Neue wissenschaftliche Untersuchungen des Pottwals, der im Dezember vergangenen Jahres vor Sylt strandete, geben Forschern wertvolle Einblicke in das Leben des Meeresriesen. Die Laborergebnisse erzählen eine Geschichte über die Herausforderungen, mit denen diese majestätischen Tiere in der Nordsee konfrontiert sind.
Der 15 Meter lange und etwa 20 Tonnen schwere männliche Pottwal war Ende Dezember tot an der Nordseeinsel angespült worden. Nach umfangreichen Untersuchungen konnten Wissenschaftler nun feststellen, dass das Tier etwa 15 Jahre alt war – ein junger Erwachsener in der Welt der Pottwale, die bis zu 60 Jahre alt werden können.

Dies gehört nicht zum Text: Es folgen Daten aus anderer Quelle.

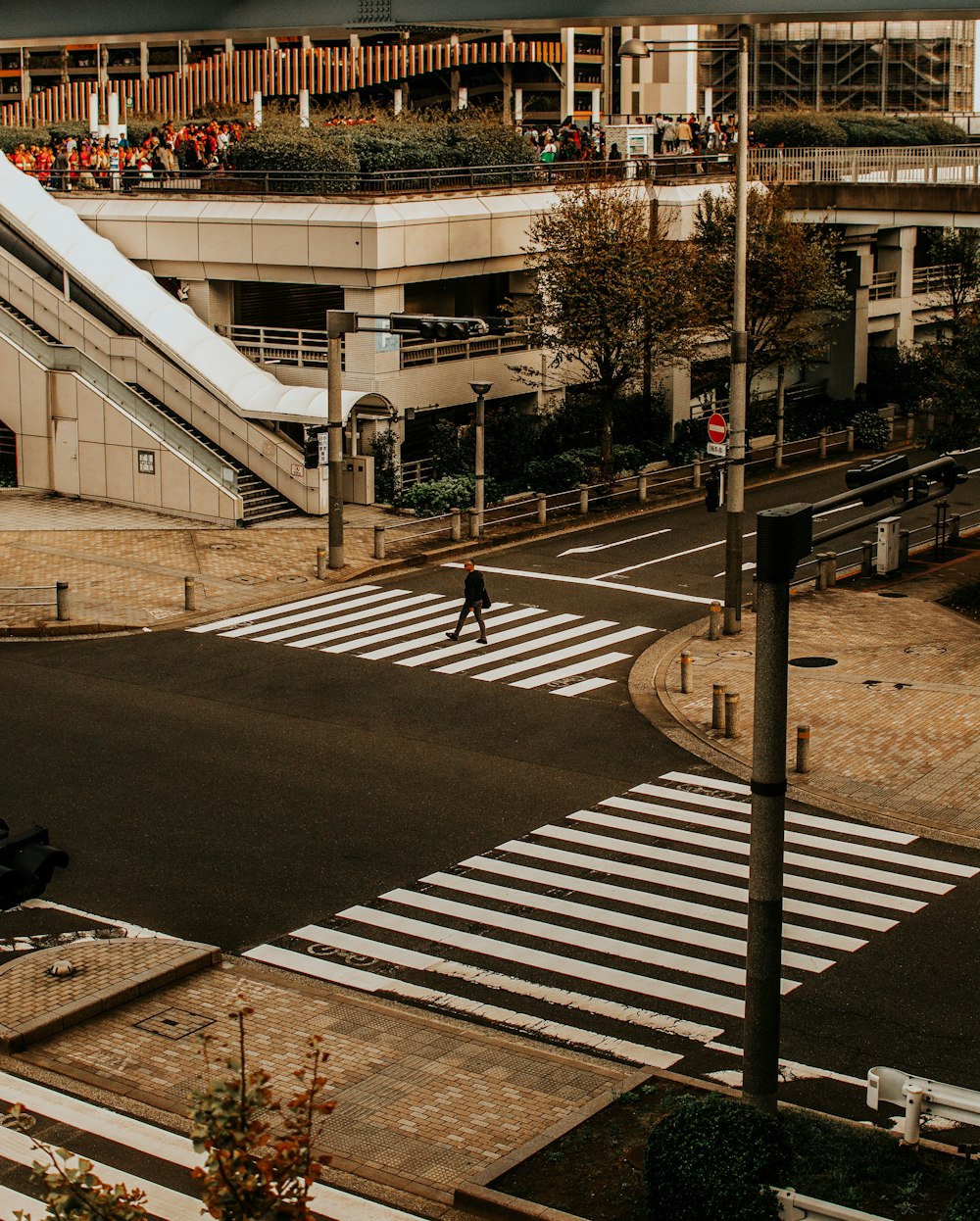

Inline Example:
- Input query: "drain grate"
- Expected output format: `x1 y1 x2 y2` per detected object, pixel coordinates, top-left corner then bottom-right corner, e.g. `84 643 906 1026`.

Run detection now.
133 1008 215 1041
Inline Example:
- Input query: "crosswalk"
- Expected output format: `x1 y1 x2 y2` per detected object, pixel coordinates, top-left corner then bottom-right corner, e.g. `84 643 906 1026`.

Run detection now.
188 585 657 697
247 771 978 1068
0 1072 418 1221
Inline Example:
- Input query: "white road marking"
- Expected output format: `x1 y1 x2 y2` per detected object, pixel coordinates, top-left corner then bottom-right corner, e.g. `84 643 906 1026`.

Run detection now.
416 873 834 972
568 809 954 895
499 828 903 933
532 825 926 912
511 654 633 691
442 561 716 603
558 529 670 560
454 855 867 953
187 585 381 631
612 784 978 878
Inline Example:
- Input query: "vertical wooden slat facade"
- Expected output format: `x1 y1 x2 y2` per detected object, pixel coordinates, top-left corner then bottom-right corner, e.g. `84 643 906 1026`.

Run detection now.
0 41 565 127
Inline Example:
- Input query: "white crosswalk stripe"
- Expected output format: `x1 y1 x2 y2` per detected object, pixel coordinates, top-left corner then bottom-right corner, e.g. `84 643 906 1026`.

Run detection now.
248 771 980 1067
0 1072 417 1221
188 585 659 699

«Die Untersuchungen haben ergeben, dass der Wal weitgehend gesund war», erklärt Dr. Ursula Siebert vom Institut für Terrestrische und Aquatische Wildtierforschung. «Allerdings fanden wir Hinweise auf eine beginnende Lungenentzündung, die das Tier geschwächt haben könnte.»
Besonders interessant für die Forscher waren die Analysen des Mageninhalts. «Im Magen fanden wir Überreste von Tintenfischen, die typische Beutetiere von Pottwalen sind», berichtet Meeresbiologe Dr. Magnus Schmidt. «Überraschend war jedoch, dass wir auch kleine Mengen von Mikroplastik nachweisen konnten, was die weitreichende Verschmutzung unserer Meere belegt.»

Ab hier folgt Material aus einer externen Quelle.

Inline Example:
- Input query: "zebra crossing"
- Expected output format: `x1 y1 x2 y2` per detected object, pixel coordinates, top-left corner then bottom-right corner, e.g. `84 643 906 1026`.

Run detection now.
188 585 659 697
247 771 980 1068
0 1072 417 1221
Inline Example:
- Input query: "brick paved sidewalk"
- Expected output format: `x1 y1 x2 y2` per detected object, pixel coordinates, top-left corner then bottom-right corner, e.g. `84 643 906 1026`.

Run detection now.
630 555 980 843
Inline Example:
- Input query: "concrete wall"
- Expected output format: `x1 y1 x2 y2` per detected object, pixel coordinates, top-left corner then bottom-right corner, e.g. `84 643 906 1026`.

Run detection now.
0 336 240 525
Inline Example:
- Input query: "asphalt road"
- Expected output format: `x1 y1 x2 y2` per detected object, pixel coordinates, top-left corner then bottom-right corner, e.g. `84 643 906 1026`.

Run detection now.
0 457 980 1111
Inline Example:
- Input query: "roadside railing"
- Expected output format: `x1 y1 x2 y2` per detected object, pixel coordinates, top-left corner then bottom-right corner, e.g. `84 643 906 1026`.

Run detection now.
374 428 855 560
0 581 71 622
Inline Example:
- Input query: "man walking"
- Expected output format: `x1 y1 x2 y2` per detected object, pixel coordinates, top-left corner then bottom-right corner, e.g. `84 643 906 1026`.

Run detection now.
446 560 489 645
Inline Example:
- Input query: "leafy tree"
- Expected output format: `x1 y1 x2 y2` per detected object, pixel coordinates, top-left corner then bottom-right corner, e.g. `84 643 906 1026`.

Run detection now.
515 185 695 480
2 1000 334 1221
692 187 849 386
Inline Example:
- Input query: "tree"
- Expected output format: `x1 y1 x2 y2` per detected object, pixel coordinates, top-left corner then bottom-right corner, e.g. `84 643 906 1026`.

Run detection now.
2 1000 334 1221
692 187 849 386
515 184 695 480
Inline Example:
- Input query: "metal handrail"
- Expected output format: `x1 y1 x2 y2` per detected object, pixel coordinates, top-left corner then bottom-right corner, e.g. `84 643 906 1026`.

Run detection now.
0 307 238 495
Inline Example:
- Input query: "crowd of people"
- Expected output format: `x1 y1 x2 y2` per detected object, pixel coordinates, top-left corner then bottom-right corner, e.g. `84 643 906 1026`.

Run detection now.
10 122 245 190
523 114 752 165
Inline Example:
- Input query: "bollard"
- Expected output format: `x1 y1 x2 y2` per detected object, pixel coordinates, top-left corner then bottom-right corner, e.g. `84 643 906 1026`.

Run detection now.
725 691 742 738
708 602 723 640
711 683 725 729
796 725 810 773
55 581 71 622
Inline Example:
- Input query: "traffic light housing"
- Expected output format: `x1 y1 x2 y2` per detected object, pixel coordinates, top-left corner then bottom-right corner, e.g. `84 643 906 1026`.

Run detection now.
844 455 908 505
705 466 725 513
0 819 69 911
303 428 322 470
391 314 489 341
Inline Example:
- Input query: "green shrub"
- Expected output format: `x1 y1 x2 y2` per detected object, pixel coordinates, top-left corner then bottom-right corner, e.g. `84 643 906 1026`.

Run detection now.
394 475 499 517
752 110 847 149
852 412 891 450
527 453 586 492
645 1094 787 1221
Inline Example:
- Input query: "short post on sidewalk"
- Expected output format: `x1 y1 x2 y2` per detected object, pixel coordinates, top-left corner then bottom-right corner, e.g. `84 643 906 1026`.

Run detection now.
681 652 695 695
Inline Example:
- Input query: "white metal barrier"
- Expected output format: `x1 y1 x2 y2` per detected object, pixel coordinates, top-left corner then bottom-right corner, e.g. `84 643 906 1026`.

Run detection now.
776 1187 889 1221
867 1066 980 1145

Die Blutuntersuchungen zeigten zudem erhöhte Werte bestimmter Schwermetalle, besonders Quecksilber und Kadmium. Diese Befunde alarmieren die Wissenschaftler, da sie auf eine zunehmende Belastung des Meeresökosystems hindeuten.
«Pottwale sind eigentlich Bewohner tieferer Gewässer und kommen nur selten in die vergleichsweise flache Nordsee», erklärt Meeresbiologin Friederike Hansen. «Wenn sie sich hierher verirren, finden sie oft nicht genug Nahrung und können sich nicht richtig orientieren.»

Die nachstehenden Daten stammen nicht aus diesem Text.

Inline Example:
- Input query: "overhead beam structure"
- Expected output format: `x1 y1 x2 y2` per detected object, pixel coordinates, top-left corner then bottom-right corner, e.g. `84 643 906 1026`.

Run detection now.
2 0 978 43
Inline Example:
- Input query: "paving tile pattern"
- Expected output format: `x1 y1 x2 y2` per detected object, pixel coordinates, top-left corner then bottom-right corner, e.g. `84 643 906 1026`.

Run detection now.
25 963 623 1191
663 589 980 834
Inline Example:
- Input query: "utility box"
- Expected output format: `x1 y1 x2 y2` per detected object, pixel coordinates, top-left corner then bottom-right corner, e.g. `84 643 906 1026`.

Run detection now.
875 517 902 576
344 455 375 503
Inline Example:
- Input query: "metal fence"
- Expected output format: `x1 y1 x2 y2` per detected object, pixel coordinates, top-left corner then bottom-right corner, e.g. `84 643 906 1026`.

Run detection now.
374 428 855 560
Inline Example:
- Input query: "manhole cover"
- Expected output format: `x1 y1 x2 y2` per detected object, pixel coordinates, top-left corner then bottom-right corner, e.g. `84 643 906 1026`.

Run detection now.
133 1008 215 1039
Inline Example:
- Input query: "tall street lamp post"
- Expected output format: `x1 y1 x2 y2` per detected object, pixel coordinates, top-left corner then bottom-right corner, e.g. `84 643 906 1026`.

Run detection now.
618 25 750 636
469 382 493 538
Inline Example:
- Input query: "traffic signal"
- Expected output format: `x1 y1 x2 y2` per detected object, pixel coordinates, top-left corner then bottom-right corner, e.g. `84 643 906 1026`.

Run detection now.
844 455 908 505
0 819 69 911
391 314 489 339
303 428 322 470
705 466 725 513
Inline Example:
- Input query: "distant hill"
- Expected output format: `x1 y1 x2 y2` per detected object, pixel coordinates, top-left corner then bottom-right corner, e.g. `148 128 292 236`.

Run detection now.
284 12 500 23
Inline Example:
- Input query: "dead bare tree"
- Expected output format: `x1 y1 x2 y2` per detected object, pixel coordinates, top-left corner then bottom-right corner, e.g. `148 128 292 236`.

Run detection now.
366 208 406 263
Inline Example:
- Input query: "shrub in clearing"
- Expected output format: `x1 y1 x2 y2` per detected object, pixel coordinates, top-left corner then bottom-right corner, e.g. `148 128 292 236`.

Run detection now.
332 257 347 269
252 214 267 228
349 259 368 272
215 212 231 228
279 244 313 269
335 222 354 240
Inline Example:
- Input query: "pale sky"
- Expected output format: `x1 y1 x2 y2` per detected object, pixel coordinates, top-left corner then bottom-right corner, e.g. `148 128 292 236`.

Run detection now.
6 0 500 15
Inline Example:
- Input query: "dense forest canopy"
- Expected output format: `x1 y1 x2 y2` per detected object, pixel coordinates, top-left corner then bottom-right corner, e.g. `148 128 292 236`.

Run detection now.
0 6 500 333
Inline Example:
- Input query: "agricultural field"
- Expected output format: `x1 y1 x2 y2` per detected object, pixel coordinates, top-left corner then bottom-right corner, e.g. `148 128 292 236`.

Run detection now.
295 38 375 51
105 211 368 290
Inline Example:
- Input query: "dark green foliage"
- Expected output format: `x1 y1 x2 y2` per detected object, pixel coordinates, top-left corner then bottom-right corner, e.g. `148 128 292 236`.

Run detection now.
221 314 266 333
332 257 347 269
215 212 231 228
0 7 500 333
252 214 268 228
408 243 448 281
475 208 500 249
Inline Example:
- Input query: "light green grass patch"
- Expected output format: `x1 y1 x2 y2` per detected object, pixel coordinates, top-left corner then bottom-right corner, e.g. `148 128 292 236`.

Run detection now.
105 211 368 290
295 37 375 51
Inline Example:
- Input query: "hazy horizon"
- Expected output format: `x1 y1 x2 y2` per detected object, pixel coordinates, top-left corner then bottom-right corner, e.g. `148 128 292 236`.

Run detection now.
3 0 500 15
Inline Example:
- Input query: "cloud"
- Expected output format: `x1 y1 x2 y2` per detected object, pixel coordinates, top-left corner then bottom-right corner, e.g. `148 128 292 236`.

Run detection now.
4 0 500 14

Der Fund eines gestrandeten Pottwals ist für die Forschung immer ein zwiespältiges Ereignis. Einerseits bietet er die seltene Gelegenheit, diese beeindruckenden Tiere genauer zu untersuchen. Andererseits steht jede Strandung auch für ein tragisches Einzelschicksal.
Die Inselbewohner auf Sylt haben den Wal in ihr Herz geschlossen. «Viele Einheimische und auch Urlauber kamen, um dem Tier die letzte Ehre zu erweisen», berichtet Inselförster Thomas Hansen. «Es hat uns alle sehr bewegt.» Inzwischen wurde ein Teil des Skeletts präpariert und soll künftig in einer kleinen Ausstellung auf der Insel zu sehen sein.
Wissenschaftler hoffen, dass die Erkenntnisse aus den Untersuchungen dazu beitragen, den Schutz dieser gefährdeten Meeresriesen zu verbessern. Die Internationale Walfangkommission schätzt, dass weltweit nur noch etwa 300.000 Pottwale leben – ein Bruchteil des ursprünglichen Bestands.
«Jede Strandung ist eine Mahnung, dass wir mehr für den Schutz unserer Meere tun müssen», betont Meeresschützerin Lisa Peters. «Die Ergebnisse vom Sylt-Wal zeigen, wie eng das Schicksal dieser Tiere mit unserem Umgang mit der Umwelt verknüpft ist.»
Die umfassenden Ergebnisse der Untersuchungen werden in den kommenden Monaten in einer Fachzeitschrift veröffentlicht und sollen dann auch anderen Forschergruppen zur Verfügung stehen, um das Verständnis dieser faszinierenden Meeresbewohner zu vertiefen.